Targeting retention offers with heterogeneous treatment effects

Causal ML
Uplift Modeling
Retention
A case-study template for deciding which customers should receive a retention intervention.
Published

April 26, 2026

Decision Question

Which customers should receive a retention offer if the goal is incremental retention rather than high predicted churn?

Why This Is Causal

The highest churn-risk customers are not necessarily the customers most likely to respond to an intervention.
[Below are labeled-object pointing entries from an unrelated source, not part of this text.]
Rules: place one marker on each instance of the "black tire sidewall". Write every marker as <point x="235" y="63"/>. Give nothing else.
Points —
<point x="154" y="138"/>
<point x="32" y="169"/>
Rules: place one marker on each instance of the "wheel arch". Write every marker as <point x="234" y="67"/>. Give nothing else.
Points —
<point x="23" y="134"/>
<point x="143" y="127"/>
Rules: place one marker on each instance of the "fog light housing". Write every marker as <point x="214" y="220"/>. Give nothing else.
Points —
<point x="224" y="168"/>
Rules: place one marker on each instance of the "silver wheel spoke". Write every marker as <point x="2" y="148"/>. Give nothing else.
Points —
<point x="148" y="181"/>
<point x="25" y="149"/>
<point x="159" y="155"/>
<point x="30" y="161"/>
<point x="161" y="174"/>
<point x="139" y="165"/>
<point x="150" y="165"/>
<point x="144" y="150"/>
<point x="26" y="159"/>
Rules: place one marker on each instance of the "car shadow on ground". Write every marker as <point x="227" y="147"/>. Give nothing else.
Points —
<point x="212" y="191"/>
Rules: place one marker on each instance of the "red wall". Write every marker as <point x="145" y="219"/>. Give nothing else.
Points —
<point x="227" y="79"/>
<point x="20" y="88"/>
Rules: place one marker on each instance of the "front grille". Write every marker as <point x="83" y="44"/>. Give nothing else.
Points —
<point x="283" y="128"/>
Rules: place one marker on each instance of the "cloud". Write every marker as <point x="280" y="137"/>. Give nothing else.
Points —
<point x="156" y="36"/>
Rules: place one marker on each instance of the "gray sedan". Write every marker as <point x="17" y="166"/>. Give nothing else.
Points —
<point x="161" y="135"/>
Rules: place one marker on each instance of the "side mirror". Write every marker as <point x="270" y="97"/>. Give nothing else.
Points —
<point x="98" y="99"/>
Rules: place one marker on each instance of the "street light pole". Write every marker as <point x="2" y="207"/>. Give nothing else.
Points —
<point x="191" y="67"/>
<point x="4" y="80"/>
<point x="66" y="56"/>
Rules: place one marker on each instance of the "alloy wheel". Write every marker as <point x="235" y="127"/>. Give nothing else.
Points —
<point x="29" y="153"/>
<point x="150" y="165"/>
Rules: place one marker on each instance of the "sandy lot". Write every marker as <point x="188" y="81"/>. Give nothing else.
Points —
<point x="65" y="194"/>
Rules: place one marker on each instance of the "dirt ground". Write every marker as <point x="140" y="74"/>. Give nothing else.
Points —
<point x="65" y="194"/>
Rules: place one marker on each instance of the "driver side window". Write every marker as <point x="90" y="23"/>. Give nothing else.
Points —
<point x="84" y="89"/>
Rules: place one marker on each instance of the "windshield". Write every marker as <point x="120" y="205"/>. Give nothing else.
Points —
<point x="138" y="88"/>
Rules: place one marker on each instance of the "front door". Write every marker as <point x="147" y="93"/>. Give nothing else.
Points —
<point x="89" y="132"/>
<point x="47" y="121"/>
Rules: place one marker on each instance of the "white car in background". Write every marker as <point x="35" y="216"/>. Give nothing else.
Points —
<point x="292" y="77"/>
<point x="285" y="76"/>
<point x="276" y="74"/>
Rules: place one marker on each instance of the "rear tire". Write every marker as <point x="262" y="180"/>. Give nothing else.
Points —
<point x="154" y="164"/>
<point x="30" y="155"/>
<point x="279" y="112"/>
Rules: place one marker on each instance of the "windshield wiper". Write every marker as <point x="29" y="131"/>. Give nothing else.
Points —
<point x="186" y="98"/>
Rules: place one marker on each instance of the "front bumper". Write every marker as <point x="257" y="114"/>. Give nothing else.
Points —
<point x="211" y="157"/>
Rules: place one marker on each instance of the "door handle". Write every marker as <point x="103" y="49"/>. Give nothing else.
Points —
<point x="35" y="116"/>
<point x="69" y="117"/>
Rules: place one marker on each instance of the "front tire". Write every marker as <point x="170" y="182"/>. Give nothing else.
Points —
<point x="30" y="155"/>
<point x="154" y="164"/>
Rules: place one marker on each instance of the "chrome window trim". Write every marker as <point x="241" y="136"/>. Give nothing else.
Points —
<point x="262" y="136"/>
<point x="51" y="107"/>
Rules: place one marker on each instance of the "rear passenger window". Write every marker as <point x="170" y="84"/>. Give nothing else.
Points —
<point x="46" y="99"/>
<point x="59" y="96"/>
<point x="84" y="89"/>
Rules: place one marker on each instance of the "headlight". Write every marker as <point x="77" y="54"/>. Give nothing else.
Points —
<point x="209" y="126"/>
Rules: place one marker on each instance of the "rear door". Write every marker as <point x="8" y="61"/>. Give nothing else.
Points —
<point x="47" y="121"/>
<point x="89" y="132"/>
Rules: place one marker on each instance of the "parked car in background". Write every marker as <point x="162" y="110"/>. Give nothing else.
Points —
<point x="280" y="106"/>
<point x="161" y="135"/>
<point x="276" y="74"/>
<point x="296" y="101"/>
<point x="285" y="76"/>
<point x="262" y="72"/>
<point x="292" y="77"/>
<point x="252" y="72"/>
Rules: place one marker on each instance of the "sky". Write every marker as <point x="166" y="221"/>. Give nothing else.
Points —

A targeting policy should prioritize treatment effect, not baseline risk.

Identification Strategy

Use experimental assignment when available. If the data are observational, state the conditional exchangeability assumptions and evaluate overlap carefully.

Candidate Methods

  • T-learner, S-learner, and X-learner baselines.
  • Doubly robust learners.
  • Causal forests for heterogeneous treatment effects.
  • Policy value estimation for comparing targeting rules.

Notebook Plan

Add notebooks such as:

  • notebooks/01-targeting-problem.ipynb
  • notebooks/02-uplift-baselines.ipynb
  • notebooks/03-causal-forest.ipynb
  • notebooks/04-policy-value.ipynb

Decision Translation

Replace this section with a concise description of who should be treated, who should not be treated, and how much value the policy is expected to create.